The town has an incredible story: When diamonds were discovered in 1908, settlers claimed you could even find them at night, glittering in the sand by moonlight. More miners showed up, and eventually the town had everything from a bowling alley to an ice factory and power plant. The local hospital had Africa’s first x-ray machine, which Veillon explains was mostly used to see if miners had swallowed diamonds in an attempt to steal them.

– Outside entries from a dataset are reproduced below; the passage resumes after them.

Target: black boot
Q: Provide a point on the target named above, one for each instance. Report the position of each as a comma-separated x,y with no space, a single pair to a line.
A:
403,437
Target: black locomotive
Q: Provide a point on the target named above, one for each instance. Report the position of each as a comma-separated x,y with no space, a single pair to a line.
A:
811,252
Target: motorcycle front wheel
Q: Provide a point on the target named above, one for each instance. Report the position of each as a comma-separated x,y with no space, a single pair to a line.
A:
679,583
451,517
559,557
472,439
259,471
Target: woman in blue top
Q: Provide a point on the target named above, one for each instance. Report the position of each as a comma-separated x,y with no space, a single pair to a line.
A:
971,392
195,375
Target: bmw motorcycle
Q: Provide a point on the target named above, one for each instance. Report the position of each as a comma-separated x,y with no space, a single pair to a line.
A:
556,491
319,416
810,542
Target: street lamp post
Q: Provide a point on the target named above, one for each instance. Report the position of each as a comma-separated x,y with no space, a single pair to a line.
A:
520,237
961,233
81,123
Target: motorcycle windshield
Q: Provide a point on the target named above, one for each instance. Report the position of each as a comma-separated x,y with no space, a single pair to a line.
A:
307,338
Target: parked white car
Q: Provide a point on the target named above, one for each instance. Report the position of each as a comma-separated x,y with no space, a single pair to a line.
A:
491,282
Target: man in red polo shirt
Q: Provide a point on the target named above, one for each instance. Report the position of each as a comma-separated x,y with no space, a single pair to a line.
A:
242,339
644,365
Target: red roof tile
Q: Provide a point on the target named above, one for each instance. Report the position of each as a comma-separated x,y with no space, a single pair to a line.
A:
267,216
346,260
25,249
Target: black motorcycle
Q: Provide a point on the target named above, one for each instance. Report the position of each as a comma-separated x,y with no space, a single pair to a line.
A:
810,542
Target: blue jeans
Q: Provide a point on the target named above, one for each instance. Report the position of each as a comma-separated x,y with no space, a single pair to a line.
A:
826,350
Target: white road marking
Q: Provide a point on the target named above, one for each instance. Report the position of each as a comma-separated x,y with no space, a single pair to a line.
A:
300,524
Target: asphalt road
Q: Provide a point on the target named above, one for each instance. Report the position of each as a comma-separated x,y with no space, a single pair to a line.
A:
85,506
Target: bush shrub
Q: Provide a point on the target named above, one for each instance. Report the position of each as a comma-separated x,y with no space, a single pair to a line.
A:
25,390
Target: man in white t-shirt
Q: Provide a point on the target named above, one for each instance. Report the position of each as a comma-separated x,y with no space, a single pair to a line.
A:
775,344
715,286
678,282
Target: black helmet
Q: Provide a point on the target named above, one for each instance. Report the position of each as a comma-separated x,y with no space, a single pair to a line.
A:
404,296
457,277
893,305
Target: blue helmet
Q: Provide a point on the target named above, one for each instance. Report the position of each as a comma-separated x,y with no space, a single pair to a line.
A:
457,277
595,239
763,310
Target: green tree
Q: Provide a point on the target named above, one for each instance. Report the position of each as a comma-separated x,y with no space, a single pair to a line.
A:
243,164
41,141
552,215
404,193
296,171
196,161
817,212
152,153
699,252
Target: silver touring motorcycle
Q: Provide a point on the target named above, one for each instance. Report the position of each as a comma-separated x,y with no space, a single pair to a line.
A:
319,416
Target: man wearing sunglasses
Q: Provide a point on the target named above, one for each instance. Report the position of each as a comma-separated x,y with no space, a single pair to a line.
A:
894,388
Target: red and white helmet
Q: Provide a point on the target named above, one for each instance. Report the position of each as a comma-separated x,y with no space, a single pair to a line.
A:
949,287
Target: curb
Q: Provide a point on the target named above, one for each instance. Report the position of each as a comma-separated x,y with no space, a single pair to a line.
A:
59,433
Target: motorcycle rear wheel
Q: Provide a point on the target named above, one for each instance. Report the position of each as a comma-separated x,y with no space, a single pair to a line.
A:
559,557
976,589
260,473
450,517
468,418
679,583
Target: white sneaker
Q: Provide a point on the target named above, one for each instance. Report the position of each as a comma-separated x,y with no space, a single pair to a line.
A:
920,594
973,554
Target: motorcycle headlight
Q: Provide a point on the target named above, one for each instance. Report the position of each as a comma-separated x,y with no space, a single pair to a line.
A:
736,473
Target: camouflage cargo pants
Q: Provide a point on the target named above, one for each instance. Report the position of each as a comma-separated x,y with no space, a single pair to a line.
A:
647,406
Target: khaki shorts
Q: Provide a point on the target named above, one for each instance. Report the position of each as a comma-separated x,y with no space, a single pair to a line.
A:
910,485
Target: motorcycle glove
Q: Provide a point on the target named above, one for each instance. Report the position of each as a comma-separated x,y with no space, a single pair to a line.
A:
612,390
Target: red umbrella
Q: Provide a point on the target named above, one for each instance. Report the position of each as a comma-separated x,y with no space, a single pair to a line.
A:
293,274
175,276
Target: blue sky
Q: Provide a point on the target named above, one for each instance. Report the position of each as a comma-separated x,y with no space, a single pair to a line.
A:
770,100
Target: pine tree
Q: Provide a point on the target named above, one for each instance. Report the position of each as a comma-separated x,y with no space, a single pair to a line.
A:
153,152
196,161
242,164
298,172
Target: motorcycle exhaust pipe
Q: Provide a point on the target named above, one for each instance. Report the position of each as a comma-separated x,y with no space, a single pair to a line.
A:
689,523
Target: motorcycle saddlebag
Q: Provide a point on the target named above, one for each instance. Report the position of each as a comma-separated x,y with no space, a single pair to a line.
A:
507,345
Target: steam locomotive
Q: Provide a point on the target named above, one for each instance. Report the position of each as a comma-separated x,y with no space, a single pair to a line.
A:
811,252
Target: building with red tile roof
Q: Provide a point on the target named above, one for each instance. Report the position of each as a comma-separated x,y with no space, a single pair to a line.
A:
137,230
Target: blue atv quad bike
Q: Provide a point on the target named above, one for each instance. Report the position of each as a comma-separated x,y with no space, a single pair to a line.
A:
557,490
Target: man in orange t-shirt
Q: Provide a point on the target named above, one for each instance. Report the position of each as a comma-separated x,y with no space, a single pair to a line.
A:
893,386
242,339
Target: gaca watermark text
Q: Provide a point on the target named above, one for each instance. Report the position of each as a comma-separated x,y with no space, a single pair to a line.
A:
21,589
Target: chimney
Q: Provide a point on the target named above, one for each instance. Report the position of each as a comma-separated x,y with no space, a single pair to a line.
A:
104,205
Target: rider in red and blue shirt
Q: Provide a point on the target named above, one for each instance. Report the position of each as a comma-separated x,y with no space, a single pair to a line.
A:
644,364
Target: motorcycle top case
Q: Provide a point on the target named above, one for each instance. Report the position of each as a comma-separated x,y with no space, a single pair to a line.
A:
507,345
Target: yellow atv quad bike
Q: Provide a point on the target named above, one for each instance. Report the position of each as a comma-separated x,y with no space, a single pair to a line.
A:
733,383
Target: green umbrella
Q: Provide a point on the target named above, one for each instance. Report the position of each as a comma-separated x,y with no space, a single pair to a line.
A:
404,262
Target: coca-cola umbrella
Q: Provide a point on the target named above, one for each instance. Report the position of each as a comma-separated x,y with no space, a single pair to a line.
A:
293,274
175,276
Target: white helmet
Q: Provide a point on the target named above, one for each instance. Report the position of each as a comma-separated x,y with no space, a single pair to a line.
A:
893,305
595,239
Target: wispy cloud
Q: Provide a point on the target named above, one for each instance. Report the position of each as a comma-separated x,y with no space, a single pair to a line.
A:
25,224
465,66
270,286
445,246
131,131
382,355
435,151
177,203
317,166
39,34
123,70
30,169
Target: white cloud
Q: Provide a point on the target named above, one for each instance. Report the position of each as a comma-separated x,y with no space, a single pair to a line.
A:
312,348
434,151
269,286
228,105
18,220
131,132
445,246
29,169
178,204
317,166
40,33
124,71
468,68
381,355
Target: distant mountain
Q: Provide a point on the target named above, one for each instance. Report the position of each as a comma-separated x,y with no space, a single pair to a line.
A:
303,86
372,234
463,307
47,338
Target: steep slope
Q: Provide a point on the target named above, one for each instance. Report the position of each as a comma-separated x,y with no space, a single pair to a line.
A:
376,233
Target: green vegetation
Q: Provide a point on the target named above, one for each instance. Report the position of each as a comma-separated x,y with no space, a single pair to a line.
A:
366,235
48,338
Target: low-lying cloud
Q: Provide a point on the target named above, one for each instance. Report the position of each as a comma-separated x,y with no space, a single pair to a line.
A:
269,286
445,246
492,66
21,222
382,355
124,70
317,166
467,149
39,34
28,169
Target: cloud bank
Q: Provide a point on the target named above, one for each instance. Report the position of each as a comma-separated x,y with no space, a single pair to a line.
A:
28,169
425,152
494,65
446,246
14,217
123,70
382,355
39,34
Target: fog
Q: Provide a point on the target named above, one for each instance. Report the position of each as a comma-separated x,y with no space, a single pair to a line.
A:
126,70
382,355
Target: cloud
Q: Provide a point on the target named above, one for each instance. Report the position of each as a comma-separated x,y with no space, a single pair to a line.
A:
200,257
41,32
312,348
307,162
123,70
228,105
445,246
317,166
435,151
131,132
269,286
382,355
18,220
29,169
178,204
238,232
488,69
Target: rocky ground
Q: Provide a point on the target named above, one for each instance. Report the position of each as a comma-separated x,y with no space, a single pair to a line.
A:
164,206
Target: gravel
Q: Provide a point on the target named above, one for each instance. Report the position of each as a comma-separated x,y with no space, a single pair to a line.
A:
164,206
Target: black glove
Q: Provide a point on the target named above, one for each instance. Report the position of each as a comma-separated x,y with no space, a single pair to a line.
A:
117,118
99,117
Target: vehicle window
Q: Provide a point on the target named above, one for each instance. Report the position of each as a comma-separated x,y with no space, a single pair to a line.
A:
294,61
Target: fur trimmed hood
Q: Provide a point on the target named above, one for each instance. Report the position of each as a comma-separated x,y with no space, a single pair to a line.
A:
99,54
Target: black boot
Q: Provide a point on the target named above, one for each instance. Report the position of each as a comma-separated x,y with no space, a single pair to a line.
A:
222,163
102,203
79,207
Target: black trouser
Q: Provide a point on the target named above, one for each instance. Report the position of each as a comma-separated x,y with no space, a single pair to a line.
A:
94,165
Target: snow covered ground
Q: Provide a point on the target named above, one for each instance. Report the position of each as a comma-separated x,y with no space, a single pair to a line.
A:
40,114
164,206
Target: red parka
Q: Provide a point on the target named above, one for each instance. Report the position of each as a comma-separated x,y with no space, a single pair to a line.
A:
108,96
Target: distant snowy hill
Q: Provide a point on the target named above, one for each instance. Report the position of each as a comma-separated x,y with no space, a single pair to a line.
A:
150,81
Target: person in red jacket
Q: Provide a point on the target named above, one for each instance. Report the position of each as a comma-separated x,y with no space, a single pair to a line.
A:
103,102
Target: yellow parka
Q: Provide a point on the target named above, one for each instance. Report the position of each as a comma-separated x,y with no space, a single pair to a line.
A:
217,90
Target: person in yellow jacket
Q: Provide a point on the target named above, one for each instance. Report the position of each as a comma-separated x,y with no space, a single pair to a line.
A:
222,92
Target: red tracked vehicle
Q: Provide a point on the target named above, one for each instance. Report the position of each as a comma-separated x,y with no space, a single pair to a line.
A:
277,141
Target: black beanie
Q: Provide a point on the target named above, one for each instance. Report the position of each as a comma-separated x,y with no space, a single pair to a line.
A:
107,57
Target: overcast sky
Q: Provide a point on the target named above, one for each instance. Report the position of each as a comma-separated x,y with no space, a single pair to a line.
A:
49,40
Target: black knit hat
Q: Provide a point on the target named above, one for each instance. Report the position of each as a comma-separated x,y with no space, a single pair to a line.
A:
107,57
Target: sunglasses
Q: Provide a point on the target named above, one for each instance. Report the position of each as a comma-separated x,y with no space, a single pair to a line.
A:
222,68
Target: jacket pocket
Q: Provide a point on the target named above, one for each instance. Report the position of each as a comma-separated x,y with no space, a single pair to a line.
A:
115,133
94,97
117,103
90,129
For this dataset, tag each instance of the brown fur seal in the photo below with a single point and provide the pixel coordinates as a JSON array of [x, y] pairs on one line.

Before World War I, over 2,000 pounds of diamonds were sifted from the local sands. But as the price of the stones later dropped, and supplies dwindled, miners started to head elsewhere. By 1956, the town was abandoned, and the desert slowly started taking over.
“Little by little, the wind is pushing the sand and dunes are moving,” says Veillon. “One day, Kolmanskop could be completely buried under the sand.”
“These photographs represent perfectly what I try to show through my pictures of abandoned places: What used to be and no longer exists,” he adds. “And that humans are just passing through Earth–nature will always have the last word.”